Starting with a new dataset

Preparing for your data

IGVF datasets

If you are working with an IGVF dataset, I recommend you just generate a new repository from the https://github.com/IGVF-UCSD/dataset_template repo and clone that to wherever you are working

Non-IGVF datasets

Create a new folder on the cluster that will house your data
Create a GitHub repo and link this to the new folder
Follow the directory structure outlined here: https://github.com/IGVF-UCSD/dataset_template

Tips

Name your dataset something descriptive and machine readable (no spaces!)

Data acquisition

The data you are about to start working with inevitably exists somewhere other than our cluster, so we will need to move it over from where it currently is. This is sometimes non-trivial, so I’ve put together some code to help with different scenarios depending on where the data starts out (https://github.com/IGVF-UCSD/single_cell_utilities/tree/main/data_acquisition). You will likely need to write some custom scripts based on these to transfer the some combination of the follwowing

Raw fastqs —> these should be deposited within a fastq/subdirectory in your main dataset directory. Include the date of acquisition
Processed —> the exact form of this can vary substantially, but the outputs should be placed in a processed/ subdirectory within the main directory. Include the date of acquisition
Annotated —> the exact form of this can vary substantially, but the outputs should be placed in an annotation/ subdirectory within the main directory. Include the date of acquisition
Analysis products —> the exact form of this can vary substantially, but the outputs should be placed in an analysis/ subdirectory within the main directory. Include the date of acquisition
Metadata —> the exact form of this can vary substantially, but the outputs should be placed in a metadata/ subdirectory within the main directory. Include the date of acquisition

Before you move on, add a well-documented, short notebook describing the process of acquiring it to the bin/ directory.

Data processing

Data will usually come in either as raw sequencing fastq files, or in already processed and analyzed formats. If it is the former, you will need to process the data yourself. There are many ways to do this, and I have provided some code and pipelines you can run to get to the processed state. A couple things to note:

Make sure that you version your processing pipeline, similar to data acquisition. Stick the results in a subdirectory within theprocessed/ subdirectory with a date (e.g. 08Sep23).
Make sure the processing is reproducible in some way…TODO

Data annotation

Most of the current downstream analyses performed on single cell data rely on being able to group cells together by some sort of biologically relevant property. This is most commonly cell-type, but can be the results of a more nuanced clustering of data as well (or a known covariate). The goal of this section is to get to those annotations through a sort of preliminary analysis of the data. This usually includes:

Computing quality control metrics on each sample within a dataset
Filtering low quality cells based on the computed metrics
Normalizing the data to deal with unwanted properties of the dataset (e.g. unstable variance across features)
Integrating samples to get all cells in the same feature space and to correct for unwanted technical variation (horizontal integration)
Integrating modalities (vertical or diagonal integration) to project a cell into a single feature space that captures multiple experimental observations
Clustering based on these feature spaces
Automatic annotation of clusters as a first pass
Manual refinement of annotation by experts

It is also possible that the data received has already undergone one or more of these steps already. If this is the case, I recommend that you put together a few notebooks where you skeptically investigate the data in as many ways as possible.

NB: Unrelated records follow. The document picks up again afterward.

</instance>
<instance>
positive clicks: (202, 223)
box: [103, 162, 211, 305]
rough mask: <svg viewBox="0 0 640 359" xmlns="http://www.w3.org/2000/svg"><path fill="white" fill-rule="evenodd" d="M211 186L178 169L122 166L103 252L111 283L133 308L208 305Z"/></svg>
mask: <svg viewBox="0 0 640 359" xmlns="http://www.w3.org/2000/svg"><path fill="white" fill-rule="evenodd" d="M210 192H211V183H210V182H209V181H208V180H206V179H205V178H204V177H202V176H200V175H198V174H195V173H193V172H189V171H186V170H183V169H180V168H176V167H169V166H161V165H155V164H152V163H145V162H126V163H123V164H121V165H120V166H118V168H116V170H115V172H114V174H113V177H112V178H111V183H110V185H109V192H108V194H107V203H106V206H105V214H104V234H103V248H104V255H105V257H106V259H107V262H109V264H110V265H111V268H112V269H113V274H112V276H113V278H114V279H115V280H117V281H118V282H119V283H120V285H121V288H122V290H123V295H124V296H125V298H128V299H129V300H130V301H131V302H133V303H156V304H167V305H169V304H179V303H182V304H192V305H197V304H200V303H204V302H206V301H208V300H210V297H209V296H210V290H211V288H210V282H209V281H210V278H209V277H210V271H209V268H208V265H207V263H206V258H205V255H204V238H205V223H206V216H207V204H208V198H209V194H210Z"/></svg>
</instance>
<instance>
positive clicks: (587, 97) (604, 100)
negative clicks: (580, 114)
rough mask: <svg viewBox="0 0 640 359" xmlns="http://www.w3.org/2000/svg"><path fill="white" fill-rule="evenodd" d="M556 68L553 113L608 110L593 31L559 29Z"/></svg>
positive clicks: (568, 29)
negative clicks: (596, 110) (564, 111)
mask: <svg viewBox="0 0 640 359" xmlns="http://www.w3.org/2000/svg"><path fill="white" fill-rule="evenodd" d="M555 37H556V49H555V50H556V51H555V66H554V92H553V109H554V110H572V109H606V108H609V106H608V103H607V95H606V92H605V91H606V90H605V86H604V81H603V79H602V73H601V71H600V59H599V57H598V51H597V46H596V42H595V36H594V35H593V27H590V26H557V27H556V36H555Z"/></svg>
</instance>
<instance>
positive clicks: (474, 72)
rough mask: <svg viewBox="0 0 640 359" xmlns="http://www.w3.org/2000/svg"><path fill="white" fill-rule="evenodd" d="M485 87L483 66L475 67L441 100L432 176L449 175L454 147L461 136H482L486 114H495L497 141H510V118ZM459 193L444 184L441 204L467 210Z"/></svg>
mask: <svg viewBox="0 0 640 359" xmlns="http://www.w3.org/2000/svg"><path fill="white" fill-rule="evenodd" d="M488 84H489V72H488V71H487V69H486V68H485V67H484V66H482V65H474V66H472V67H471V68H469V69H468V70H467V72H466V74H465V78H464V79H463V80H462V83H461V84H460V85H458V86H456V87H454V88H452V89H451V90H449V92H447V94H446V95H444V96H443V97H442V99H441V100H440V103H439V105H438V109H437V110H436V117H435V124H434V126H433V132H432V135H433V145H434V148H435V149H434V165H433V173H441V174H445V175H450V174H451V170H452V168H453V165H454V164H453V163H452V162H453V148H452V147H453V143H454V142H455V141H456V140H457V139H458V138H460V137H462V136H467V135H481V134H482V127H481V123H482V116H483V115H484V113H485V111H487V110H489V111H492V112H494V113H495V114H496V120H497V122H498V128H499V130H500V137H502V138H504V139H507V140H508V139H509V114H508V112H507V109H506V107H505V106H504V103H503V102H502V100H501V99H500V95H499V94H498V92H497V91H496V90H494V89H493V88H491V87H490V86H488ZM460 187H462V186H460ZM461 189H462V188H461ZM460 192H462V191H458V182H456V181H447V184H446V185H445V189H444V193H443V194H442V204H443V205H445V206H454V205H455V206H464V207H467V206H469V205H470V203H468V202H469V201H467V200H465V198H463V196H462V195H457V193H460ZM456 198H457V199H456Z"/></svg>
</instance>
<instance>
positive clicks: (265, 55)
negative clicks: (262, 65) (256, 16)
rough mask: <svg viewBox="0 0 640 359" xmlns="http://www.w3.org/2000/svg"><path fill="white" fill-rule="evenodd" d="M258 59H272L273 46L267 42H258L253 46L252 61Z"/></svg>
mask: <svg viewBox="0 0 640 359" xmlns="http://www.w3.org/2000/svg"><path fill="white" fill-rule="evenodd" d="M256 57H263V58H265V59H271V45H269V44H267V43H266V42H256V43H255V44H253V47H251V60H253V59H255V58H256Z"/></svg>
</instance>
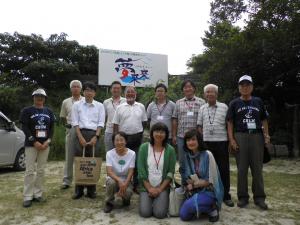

Whatever route you end up taking, create the following in a new annotation/ subdirectory:

{DatasetID}_CellClusterAssignment.tsv — a metadata table with one row per barcode that includes:
- bc
- CellClusterID
- RNAUMI
- RNAGenes
- ATACFragments (if multiome)
- Any other additional columns you want (e.g. %mito, %ribo etc.)
{DatasetID}_ClusterMetadata.tsv — a separate table with cluster level metadata. This one should be one row per cluster and include:
- CellClusterID — should match above for barcodes (e.g. the unique IDs here should exactly match the unique IDs in the CellCluster column above)
- ManualAnnotationLabel —
- nCells
- MeanRNAUMIsPerCell
- MeanATACFragmentsPerCell
{DatasetID}_thresholds.tsv — a separate table of per sample thresholds used for filtering cells (if different ones were used per sample)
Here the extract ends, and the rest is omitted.